Incident Response Hardening Playbook: From Detection to Post-Mortem
Problem
During an active security incident, hardening is reactive: isolate the compromised system, contain the blast radius, preserve evidence, and stop the bleeding. After the incident, hardening is preventive: translate findings into permanent controls that ensure the same attack path never works again. Most teams lack a structured approach for either.
The typical incident response is chaotic. An alert fires. Someone investigates. Credentials get rotated, maybe. The compromised pod gets deleted (destroying evidence). A week later, life continues and no permanent hardening happens. The same attack path remains open.

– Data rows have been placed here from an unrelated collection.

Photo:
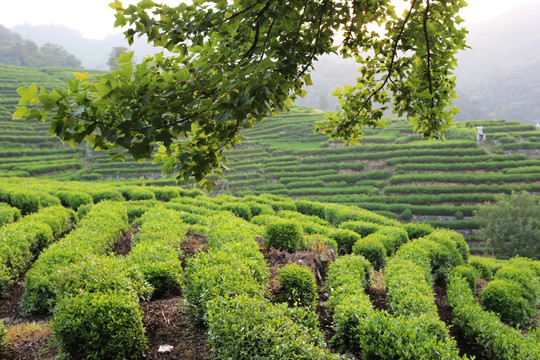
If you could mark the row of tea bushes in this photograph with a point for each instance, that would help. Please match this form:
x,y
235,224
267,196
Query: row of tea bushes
x,y
8,214
373,334
227,288
95,235
484,329
22,242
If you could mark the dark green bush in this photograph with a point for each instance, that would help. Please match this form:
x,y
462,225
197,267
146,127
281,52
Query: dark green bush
x,y
506,298
247,328
74,199
373,250
298,285
284,234
345,239
26,201
417,230
3,340
107,194
241,210
466,272
100,326
406,215
362,228
166,193
483,270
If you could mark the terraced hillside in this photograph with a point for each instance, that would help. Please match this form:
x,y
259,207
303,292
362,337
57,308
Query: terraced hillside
x,y
394,172
258,277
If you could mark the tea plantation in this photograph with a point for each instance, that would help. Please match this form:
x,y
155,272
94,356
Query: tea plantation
x,y
59,240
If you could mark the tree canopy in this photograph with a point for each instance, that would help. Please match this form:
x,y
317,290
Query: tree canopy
x,y
512,225
231,63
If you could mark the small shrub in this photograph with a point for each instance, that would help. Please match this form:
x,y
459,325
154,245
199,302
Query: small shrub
x,y
418,230
3,332
284,234
100,326
505,298
362,228
345,239
466,272
406,215
483,270
298,285
373,250
241,210
74,199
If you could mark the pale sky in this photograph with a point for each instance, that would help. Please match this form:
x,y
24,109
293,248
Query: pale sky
x,y
94,19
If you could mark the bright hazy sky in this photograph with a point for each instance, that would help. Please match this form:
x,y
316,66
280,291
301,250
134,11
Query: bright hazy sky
x,y
94,19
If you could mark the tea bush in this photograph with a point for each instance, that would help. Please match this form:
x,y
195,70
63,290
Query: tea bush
x,y
284,234
8,214
484,329
373,250
466,272
298,285
3,340
74,199
506,298
345,239
417,230
362,228
99,326
268,331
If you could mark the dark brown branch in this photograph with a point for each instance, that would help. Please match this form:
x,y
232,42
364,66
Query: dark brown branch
x,y
317,37
392,61
428,55
299,28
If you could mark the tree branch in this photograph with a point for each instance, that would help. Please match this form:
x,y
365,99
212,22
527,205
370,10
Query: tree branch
x,y
426,35
392,61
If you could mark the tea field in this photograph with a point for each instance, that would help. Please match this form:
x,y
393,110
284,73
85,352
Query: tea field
x,y
260,276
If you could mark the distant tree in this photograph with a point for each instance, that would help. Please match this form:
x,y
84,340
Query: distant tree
x,y
512,225
114,55
234,62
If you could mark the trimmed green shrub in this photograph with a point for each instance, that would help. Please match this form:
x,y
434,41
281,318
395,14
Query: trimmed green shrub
x,y
466,272
8,214
74,199
373,250
345,239
298,286
107,194
99,326
483,270
26,201
165,193
246,328
506,298
284,234
362,228
406,215
418,230
3,340
313,242
241,210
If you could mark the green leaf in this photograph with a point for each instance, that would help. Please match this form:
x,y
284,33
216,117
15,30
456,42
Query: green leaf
x,y
21,112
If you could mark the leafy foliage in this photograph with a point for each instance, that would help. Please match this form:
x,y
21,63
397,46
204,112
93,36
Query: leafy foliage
x,y
100,325
512,225
233,63
298,285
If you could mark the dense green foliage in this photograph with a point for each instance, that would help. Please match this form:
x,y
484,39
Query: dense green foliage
x,y
245,61
298,286
512,225
99,325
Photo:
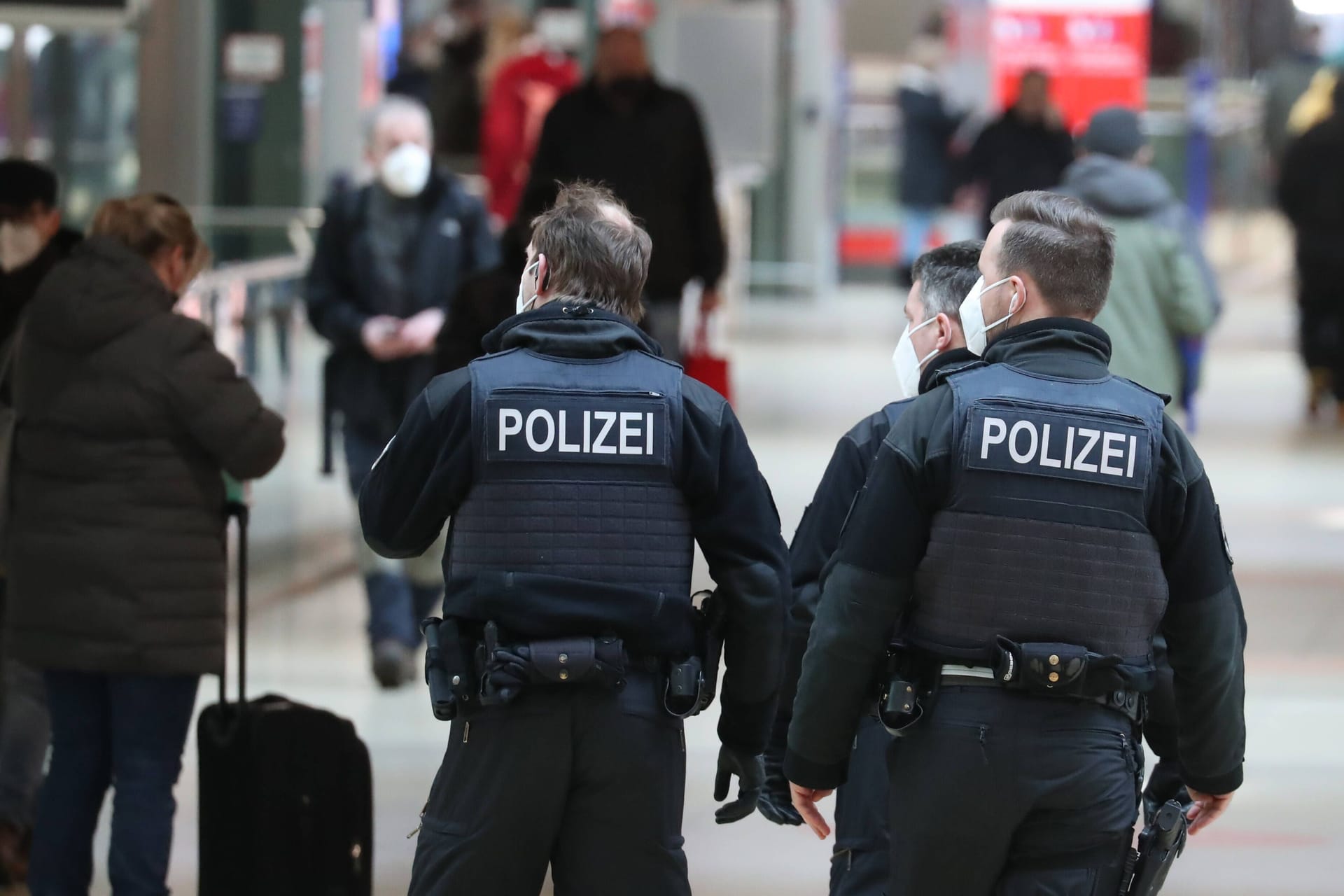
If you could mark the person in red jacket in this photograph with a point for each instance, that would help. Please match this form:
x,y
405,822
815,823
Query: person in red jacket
x,y
522,94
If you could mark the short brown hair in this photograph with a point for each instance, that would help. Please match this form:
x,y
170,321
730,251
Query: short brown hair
x,y
1066,248
596,250
152,223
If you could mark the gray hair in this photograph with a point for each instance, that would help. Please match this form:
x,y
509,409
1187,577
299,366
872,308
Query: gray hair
x,y
1065,246
396,106
594,248
946,274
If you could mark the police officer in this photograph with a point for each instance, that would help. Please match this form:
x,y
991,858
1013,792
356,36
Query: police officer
x,y
930,348
578,468
1030,524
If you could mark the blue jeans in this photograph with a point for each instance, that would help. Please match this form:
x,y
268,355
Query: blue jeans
x,y
120,731
400,594
917,223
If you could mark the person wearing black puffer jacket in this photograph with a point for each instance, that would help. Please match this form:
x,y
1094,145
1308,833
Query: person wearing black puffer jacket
x,y
128,418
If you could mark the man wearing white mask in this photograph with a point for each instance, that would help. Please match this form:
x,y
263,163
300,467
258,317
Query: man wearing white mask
x,y
930,348
1027,528
388,260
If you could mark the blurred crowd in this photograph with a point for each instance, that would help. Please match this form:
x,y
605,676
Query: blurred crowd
x,y
111,491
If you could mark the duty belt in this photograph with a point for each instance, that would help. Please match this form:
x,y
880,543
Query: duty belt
x,y
1128,703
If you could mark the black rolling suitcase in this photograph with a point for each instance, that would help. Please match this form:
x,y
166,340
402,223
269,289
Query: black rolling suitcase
x,y
286,797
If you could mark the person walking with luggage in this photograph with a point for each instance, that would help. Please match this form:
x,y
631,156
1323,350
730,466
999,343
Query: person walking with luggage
x,y
130,418
1028,526
390,258
580,469
929,351
31,242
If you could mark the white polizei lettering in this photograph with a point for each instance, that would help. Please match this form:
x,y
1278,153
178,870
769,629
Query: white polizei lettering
x,y
1092,435
511,424
531,430
1044,448
997,438
1012,442
629,431
608,422
1108,453
566,448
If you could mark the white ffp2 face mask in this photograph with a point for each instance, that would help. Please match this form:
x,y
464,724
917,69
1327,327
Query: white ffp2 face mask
x,y
523,304
406,171
909,365
974,316
19,245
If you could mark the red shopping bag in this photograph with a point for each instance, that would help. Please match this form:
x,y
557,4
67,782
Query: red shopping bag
x,y
701,362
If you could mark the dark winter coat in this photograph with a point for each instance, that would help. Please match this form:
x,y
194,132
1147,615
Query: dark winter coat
x,y
127,419
927,127
1014,155
344,290
647,143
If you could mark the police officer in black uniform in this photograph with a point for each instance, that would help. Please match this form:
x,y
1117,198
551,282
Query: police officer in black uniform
x,y
930,348
578,468
1030,524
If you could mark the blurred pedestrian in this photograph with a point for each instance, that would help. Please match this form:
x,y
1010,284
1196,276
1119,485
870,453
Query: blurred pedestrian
x,y
390,257
483,301
644,140
130,416
31,242
456,89
1310,192
521,96
1027,148
1284,83
926,131
1163,289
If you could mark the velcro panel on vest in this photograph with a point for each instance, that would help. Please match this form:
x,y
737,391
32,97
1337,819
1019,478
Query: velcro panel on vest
x,y
629,533
1026,580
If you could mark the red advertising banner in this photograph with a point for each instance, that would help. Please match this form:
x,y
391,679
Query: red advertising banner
x,y
1094,50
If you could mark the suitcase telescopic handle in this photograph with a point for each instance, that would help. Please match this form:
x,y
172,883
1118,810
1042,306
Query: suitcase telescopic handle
x,y
241,512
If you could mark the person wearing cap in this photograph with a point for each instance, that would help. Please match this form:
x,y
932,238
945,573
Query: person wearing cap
x,y
647,141
1163,293
33,239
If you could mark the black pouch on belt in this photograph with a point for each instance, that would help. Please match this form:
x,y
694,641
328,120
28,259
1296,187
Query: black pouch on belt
x,y
1057,668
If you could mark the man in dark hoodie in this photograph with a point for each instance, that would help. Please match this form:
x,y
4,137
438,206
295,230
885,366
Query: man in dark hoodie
x,y
1164,293
31,242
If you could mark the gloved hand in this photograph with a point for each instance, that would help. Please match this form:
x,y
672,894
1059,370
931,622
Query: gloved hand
x,y
750,773
776,801
507,671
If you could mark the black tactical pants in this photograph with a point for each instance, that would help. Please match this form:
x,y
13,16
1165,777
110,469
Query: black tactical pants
x,y
860,862
587,780
1011,794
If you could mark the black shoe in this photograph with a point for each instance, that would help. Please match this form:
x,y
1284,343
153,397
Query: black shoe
x,y
393,664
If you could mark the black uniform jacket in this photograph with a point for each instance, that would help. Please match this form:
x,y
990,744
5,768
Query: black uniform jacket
x,y
819,531
870,580
428,470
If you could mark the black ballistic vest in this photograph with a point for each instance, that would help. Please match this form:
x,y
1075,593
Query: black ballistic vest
x,y
575,523
1044,532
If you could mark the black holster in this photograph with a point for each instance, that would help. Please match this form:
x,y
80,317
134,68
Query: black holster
x,y
448,671
907,690
1160,843
692,681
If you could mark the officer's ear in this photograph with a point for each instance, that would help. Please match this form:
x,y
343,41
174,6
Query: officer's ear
x,y
946,333
543,273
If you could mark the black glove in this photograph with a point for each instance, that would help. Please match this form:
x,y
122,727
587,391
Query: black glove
x,y
750,773
776,801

The post-mortem (if one happens) produces action items that sit in a ticket queue for months.
This playbook provides step-by-step procedures for containment during an incident and a structured process for converting incident findings into permanent hardening controls afterward.
Target systems: Kubernetes clusters. Linux servers. Any infrastructure where security incidents require both immediate response and long-term hardening.
Threat Model
- Adversary: Active attacker with some level of access. The specific attack type is unknown at the start of incident response. The playbook must work regardless of whether the incident is a container escape, a compromised credential, a data exfiltration, or a supply chain compromise.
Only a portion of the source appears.